In camera coordinates (often $Z$ forward, $X$ right, $Y$ down or up depending on convention), a common projection is:

x = f \frac{X}{Z}, \quad y = f \frac{Y}{Z}

where $f$ is focal length in the same units as $X, Y, Z$ (not “mm vs pixels” yet).

Checkpoint: What happens mathematically as $Z \to 0^{+}$ ? Why do real lenses not behave like this at macro distances?

Step 2 — Homogeneous coordinates

Homogeneous 4-vectors let you bundle rotation, translation, and projection into chained matrices.

A 3D point in world coordinates: homogeneous vector $\tilde{X}_w = [X_w, Y_w, Z_w, 1]^\top$ .
Extrinsics map world → camera: $X_c = [R\,|\,t]\,\tilde{X}_w$ (stack rotation $R$ and translation $t$ next to each other).

Exercise: Why do we use 4 components even though the point is 3D?

Step 3 — Intrinsics: from meters to pixels

Focal length in pixels $(f_x, f_y)$ and principal point $(c_x, c_y)$ encode the affine part of the mapping from normalized camera coordinates to pixel indices:

u = f_x \frac{X_c}{Z_c} + c_x, \quad v = f_y \frac{Y_c}{Z_c} + c_y

The intrinsic matrix $K$ packages this:

K = \begin{bmatrix} f_x & s & c_x \\ 0 & f_y & c_y \\ 0 & 0 & 1 \end{bmatrix}

The skew $s$ is often ~0 for modern sensors.

Figure

World → camera → pixels

Extrinsics [R | t] move a 3D point into the camera frame; intrinsics K turn normalized coordinates into pixels.

Checkpoint: If you crop the center of the image digitally (not physically recentering the sensor), which intrinsic parameters change?

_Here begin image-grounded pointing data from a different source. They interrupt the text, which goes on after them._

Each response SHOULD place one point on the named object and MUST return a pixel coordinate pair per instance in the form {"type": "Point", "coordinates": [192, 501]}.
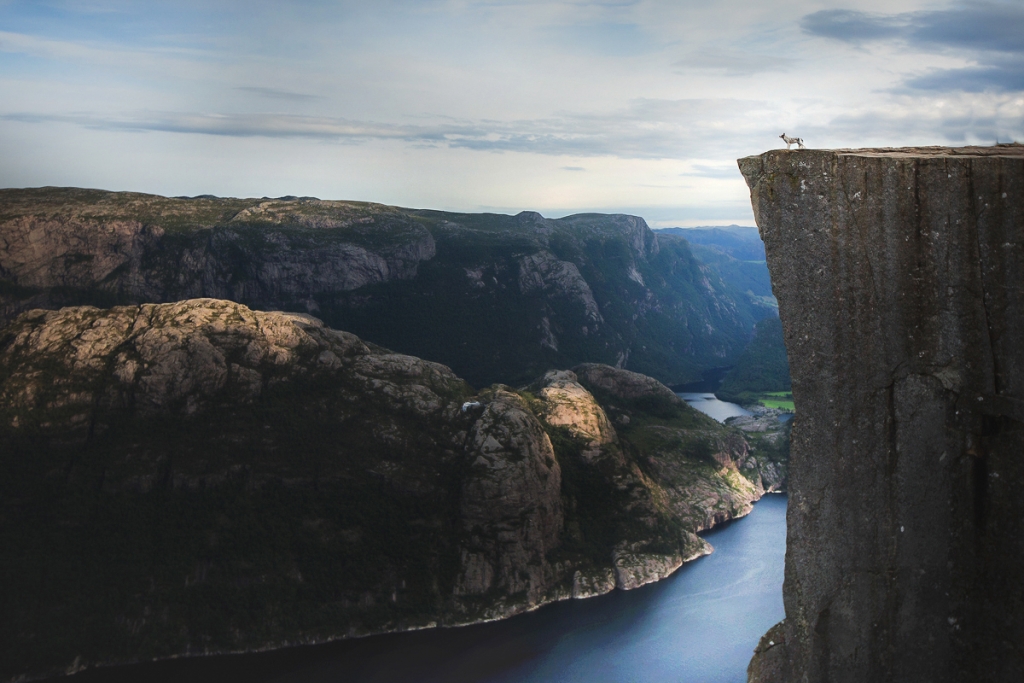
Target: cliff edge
{"type": "Point", "coordinates": [199, 477]}
{"type": "Point", "coordinates": [898, 274]}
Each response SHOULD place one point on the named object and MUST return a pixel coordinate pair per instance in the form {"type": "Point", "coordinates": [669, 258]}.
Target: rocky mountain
{"type": "Point", "coordinates": [762, 367]}
{"type": "Point", "coordinates": [199, 477]}
{"type": "Point", "coordinates": [495, 297]}
{"type": "Point", "coordinates": [735, 253]}
{"type": "Point", "coordinates": [899, 281]}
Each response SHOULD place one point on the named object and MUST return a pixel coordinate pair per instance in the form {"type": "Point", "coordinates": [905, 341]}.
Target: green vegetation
{"type": "Point", "coordinates": [465, 306]}
{"type": "Point", "coordinates": [762, 368]}
{"type": "Point", "coordinates": [779, 399]}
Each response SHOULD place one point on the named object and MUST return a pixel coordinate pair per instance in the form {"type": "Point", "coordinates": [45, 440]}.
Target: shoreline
{"type": "Point", "coordinates": [561, 596]}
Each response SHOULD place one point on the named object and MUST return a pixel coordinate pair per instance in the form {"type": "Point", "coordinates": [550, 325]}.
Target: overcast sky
{"type": "Point", "coordinates": [639, 107]}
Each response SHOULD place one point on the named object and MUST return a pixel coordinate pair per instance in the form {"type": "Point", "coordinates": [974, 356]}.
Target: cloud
{"type": "Point", "coordinates": [979, 26]}
{"type": "Point", "coordinates": [1004, 75]}
{"type": "Point", "coordinates": [274, 93]}
{"type": "Point", "coordinates": [991, 34]}
{"type": "Point", "coordinates": [645, 129]}
{"type": "Point", "coordinates": [730, 62]}
{"type": "Point", "coordinates": [851, 26]}
{"type": "Point", "coordinates": [706, 171]}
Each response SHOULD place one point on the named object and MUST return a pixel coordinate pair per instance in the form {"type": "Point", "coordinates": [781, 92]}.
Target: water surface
{"type": "Point", "coordinates": [710, 404]}
{"type": "Point", "coordinates": [698, 626]}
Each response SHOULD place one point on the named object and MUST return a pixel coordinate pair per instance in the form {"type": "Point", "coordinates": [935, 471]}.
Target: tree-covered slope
{"type": "Point", "coordinates": [201, 477]}
{"type": "Point", "coordinates": [496, 297]}
{"type": "Point", "coordinates": [763, 367]}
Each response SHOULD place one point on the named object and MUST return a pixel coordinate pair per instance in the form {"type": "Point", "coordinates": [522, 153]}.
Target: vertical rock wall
{"type": "Point", "coordinates": [900, 281]}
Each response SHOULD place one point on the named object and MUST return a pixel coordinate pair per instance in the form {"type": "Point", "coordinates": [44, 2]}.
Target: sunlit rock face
{"type": "Point", "coordinates": [497, 298]}
{"type": "Point", "coordinates": [199, 477]}
{"type": "Point", "coordinates": [900, 281]}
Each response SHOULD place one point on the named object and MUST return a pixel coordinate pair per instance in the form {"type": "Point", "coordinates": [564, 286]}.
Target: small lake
{"type": "Point", "coordinates": [710, 404]}
{"type": "Point", "coordinates": [698, 626]}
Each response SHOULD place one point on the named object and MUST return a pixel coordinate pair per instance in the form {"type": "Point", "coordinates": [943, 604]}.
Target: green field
{"type": "Point", "coordinates": [779, 399]}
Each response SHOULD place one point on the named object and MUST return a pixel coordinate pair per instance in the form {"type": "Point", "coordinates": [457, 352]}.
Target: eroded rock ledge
{"type": "Point", "coordinates": [900, 281]}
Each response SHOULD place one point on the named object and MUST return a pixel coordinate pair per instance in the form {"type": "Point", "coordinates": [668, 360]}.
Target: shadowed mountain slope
{"type": "Point", "coordinates": [495, 297]}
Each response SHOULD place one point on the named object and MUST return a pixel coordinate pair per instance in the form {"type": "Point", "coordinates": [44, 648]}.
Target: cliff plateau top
{"type": "Point", "coordinates": [1014, 150]}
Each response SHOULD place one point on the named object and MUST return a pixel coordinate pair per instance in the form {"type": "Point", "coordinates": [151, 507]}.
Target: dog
{"type": "Point", "coordinates": [790, 140]}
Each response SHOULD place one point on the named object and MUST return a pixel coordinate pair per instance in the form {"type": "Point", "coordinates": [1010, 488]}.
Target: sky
{"type": "Point", "coordinates": [637, 107]}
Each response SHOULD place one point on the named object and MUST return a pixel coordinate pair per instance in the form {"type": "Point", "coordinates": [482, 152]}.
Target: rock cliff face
{"type": "Point", "coordinates": [497, 298]}
{"type": "Point", "coordinates": [200, 477]}
{"type": "Point", "coordinates": [900, 281]}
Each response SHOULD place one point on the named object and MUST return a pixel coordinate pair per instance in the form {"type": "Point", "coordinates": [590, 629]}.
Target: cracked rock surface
{"type": "Point", "coordinates": [900, 281]}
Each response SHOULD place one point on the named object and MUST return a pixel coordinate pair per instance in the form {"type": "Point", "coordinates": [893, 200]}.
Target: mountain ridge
{"type": "Point", "coordinates": [496, 297]}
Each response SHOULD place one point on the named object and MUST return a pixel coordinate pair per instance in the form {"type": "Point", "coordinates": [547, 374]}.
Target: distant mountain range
{"type": "Point", "coordinates": [497, 298]}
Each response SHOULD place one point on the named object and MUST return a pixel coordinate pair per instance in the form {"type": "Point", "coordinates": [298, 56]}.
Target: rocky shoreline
{"type": "Point", "coordinates": [199, 477]}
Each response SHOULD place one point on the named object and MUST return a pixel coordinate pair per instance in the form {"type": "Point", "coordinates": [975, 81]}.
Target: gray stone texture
{"type": "Point", "coordinates": [900, 281]}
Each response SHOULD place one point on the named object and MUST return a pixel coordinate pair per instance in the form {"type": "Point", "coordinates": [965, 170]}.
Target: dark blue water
{"type": "Point", "coordinates": [710, 404]}
{"type": "Point", "coordinates": [698, 626]}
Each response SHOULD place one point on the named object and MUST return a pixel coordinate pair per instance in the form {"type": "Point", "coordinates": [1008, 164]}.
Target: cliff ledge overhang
{"type": "Point", "coordinates": [899, 275]}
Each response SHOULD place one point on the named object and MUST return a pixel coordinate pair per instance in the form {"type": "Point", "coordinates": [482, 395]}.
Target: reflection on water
{"type": "Point", "coordinates": [698, 626]}
{"type": "Point", "coordinates": [709, 404]}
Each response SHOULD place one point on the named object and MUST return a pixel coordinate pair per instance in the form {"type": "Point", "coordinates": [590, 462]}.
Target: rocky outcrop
{"type": "Point", "coordinates": [511, 506]}
{"type": "Point", "coordinates": [898, 274]}
{"type": "Point", "coordinates": [542, 271]}
{"type": "Point", "coordinates": [497, 298]}
{"type": "Point", "coordinates": [200, 477]}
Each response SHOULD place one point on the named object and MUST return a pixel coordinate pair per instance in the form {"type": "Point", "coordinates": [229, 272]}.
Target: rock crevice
{"type": "Point", "coordinates": [898, 274]}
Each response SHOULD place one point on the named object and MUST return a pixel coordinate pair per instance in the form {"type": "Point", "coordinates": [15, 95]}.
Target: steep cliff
{"type": "Point", "coordinates": [900, 281]}
{"type": "Point", "coordinates": [497, 298]}
{"type": "Point", "coordinates": [201, 477]}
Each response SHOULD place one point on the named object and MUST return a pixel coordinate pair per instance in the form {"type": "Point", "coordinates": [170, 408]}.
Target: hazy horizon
{"type": "Point", "coordinates": [628, 107]}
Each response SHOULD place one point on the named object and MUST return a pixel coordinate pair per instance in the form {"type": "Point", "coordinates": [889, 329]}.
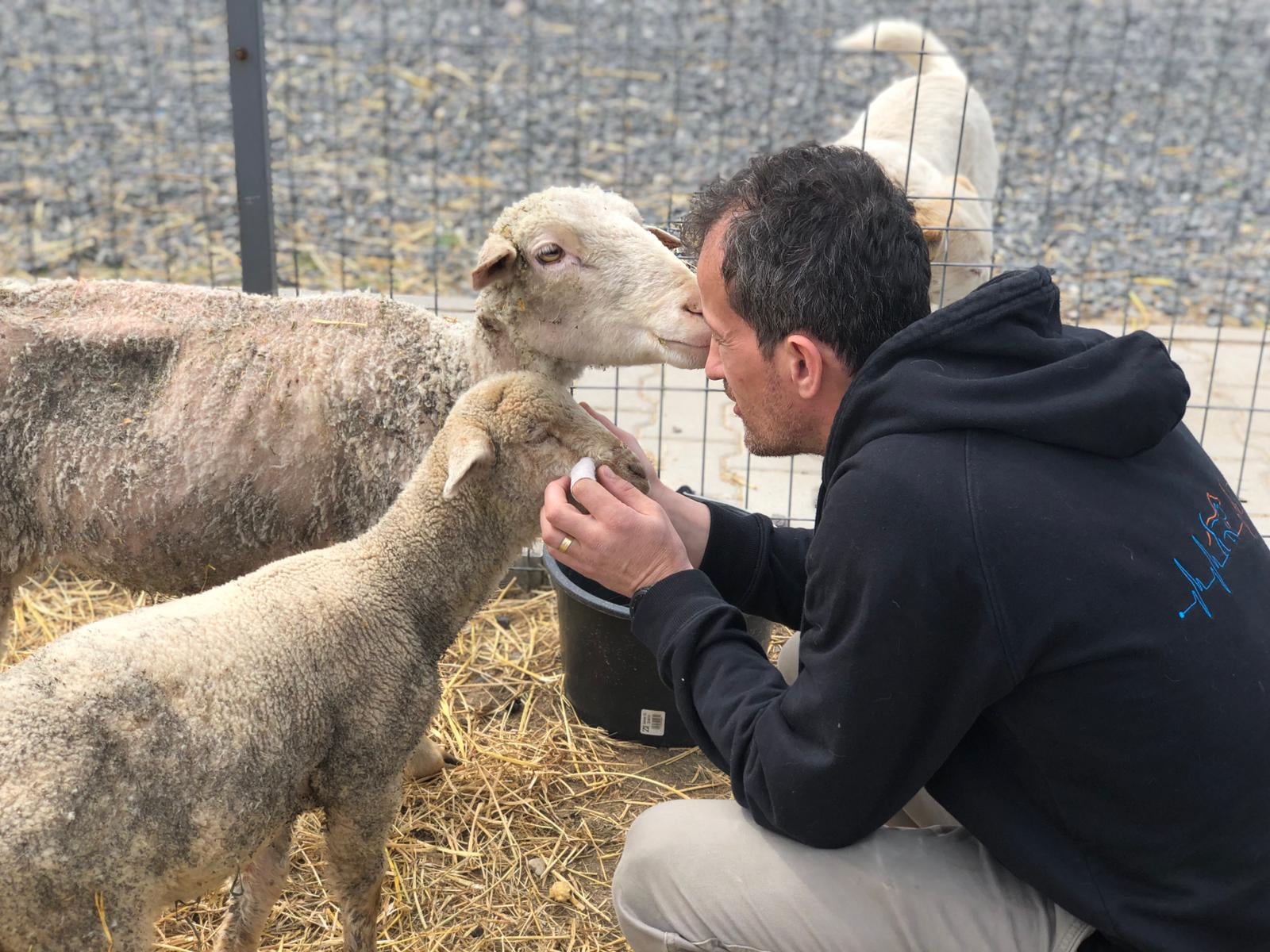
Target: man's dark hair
{"type": "Point", "coordinates": [819, 241]}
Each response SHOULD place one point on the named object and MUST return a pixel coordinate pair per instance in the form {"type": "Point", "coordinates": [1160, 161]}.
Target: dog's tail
{"type": "Point", "coordinates": [916, 46]}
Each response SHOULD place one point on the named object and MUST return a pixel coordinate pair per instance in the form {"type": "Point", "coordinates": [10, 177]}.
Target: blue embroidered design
{"type": "Point", "coordinates": [1218, 539]}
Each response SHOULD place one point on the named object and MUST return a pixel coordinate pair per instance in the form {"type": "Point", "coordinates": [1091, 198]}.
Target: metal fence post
{"type": "Point", "coordinates": [252, 145]}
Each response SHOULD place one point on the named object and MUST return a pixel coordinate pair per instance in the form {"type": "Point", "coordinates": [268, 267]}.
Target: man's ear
{"type": "Point", "coordinates": [666, 238]}
{"type": "Point", "coordinates": [495, 263]}
{"type": "Point", "coordinates": [806, 365]}
{"type": "Point", "coordinates": [470, 450]}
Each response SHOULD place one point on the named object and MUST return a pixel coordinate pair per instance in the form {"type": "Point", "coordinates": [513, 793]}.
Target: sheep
{"type": "Point", "coordinates": [171, 438]}
{"type": "Point", "coordinates": [933, 136]}
{"type": "Point", "coordinates": [150, 757]}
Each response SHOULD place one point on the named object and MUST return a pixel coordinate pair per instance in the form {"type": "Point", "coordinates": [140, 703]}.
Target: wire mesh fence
{"type": "Point", "coordinates": [1133, 162]}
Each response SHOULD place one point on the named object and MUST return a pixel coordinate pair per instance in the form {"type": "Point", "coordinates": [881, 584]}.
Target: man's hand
{"type": "Point", "coordinates": [626, 541]}
{"type": "Point", "coordinates": [691, 520]}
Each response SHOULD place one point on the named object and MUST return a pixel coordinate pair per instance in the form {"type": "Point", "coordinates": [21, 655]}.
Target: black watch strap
{"type": "Point", "coordinates": [637, 597]}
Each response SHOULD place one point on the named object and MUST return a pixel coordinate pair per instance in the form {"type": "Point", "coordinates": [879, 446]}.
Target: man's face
{"type": "Point", "coordinates": [761, 393]}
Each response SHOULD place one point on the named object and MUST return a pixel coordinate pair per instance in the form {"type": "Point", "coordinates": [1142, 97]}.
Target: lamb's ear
{"type": "Point", "coordinates": [469, 450]}
{"type": "Point", "coordinates": [666, 238]}
{"type": "Point", "coordinates": [495, 263]}
{"type": "Point", "coordinates": [933, 217]}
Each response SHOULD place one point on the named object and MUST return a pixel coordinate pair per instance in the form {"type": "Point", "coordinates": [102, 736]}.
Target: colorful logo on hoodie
{"type": "Point", "coordinates": [1218, 536]}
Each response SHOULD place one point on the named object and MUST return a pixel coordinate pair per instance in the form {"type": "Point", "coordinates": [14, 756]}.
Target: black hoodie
{"type": "Point", "coordinates": [1030, 590]}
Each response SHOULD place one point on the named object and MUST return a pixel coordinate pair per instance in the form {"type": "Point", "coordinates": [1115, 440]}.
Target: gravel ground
{"type": "Point", "coordinates": [1133, 132]}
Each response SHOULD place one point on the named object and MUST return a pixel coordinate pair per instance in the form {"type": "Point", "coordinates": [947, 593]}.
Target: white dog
{"type": "Point", "coordinates": [944, 160]}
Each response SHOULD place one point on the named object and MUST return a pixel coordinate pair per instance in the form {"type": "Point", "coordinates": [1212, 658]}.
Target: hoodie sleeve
{"type": "Point", "coordinates": [755, 565]}
{"type": "Point", "coordinates": [899, 653]}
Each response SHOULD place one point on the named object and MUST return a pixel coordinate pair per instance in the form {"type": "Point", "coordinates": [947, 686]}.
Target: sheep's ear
{"type": "Point", "coordinates": [666, 238]}
{"type": "Point", "coordinates": [933, 217]}
{"type": "Point", "coordinates": [469, 450]}
{"type": "Point", "coordinates": [495, 263]}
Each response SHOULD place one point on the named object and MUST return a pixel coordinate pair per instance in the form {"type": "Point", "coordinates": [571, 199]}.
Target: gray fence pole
{"type": "Point", "coordinates": [252, 145]}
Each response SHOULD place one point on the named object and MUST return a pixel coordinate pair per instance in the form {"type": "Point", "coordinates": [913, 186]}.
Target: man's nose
{"type": "Point", "coordinates": [714, 365]}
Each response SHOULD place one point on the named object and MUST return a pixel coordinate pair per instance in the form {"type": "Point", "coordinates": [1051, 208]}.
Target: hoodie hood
{"type": "Point", "coordinates": [1001, 359]}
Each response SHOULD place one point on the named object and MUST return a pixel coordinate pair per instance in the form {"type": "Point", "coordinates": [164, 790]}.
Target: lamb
{"type": "Point", "coordinates": [171, 438]}
{"type": "Point", "coordinates": [933, 135]}
{"type": "Point", "coordinates": [149, 757]}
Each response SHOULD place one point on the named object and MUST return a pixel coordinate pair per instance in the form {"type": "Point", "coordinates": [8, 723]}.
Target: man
{"type": "Point", "coordinates": [1029, 593]}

Step 4 — The full projection (compact form)

Let $M = K [R\,|\,t]$ . For a world point $\tilde{X}_w$ ,

\lambda \begin{bmatrix} u \\ v \\ 1 \end{bmatrix} = M \tilde{X}_w

where $\lambda$ corresponds to depth $Z_c$ in camera coordinates (up to sign conventions).

Exercise (conceptual): Why can you not recover absolute scene scale from a single image without additional constraints?

Step 5 — Lens distortion (radial first pass)

Real lenses bend rays; the pinhole model is an approximation. Radial distortion pulls pixels inward or outward as a function of radius from the principal point.

Figure

Pinhole vs barrel vs pincushion

A perfectly straight world grid bends near the edges under real lenses. Calibration estimates the coefficients that undo it.

SLAM and photogrammetry pipelines often estimate distortion coefficients jointly with intrinsics.
Many “AI” datasets ignore distortion; that is fine until you try to fuse CAD models with pixels.

Checkpoint: Where in the image are radial distortion effects usually most noticeable?

Step 6 — Calibration in one paragraph

Camera calibration estimates $K$ and distortion (and sometimes extrinsics per view) from images of a known pattern (checkerboard, AprilTag grid, etc.).

You do not need the full optimization derivation yet — you need to know what is being estimated and why reprojection error is the usual loss.

Check your understanding

What is the difference between extrinsics and intrinsics?
Why is homogeneous scaling arbitrary in projection, yet pixel coordinates are unique?
Give one application where ignoring distortion would break downstream geometry.

Lab-style stretch goal (optional)

Use any calibration toolkit on printed checkerboard images. Report RMS reprojection error and show one “before vs after undistortion” crop.